Question

There are various notions of exact categories (nlab). In a lecture I've seen the following definition of an exact category, which is basically (exact) = (abelian) - (additive):

A category $C$ is called exact if a) it contains a zero object, b) every morphism has a kernel and a cokernel, c) the canonical morphism $\text{coim}(f) \to \text{im}(f)$ is an isomorphism for every morphism $f$.

So for example, the category of pointed sets is an exact category in this sense.
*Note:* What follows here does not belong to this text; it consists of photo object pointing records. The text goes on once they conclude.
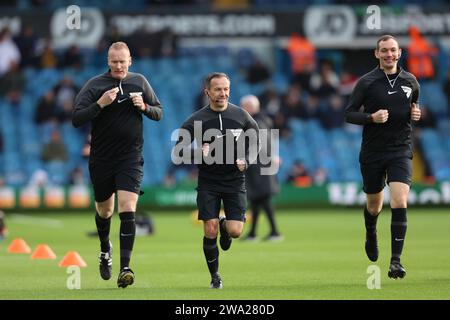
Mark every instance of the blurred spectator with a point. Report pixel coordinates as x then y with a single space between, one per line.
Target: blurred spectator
201 100
55 149
280 123
168 43
293 105
333 114
1 142
258 72
271 102
39 178
112 35
326 82
9 52
12 83
261 187
86 150
298 175
312 108
427 118
303 59
446 88
47 57
420 55
46 109
65 112
65 92
72 58
27 43
3 230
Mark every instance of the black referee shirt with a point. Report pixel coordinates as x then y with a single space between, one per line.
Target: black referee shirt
117 129
395 93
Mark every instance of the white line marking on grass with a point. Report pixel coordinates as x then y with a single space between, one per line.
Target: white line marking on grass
44 222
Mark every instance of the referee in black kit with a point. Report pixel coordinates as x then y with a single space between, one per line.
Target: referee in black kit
389 98
219 128
115 102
I think also the category of pointed compactly generated hausdorff spaces is an example.

Questions: 1) Which theorems and constructions of homological algebra carry over from abelian categories to exact categories in the above sense? 2) Where can I find literature about these categories? I can only find some about the other definitions.

Answer 1

These categories are called Puppe-exact or p-exact categories. See “Jordan-Hölder, modularity and distributivity in non-commutative algebra”, paragraph 1.1, by Francis Borceux and Marco Grandis (JPAA 208 (2007), 665-689 ; available here: http://www.dima.unige.it/~grandis/BGwe.Abs.html), for non-abelian examples. And see the papers of Marco Grandis (e.g. this one: http://www.numdam.org:80/numdam-bin/item?id=CTGDC_1992__33_2_135_0) and Mitchell's book “Theory of categories” for homological results in this context (as a general rule, all homological lemmas non involving direct products hold).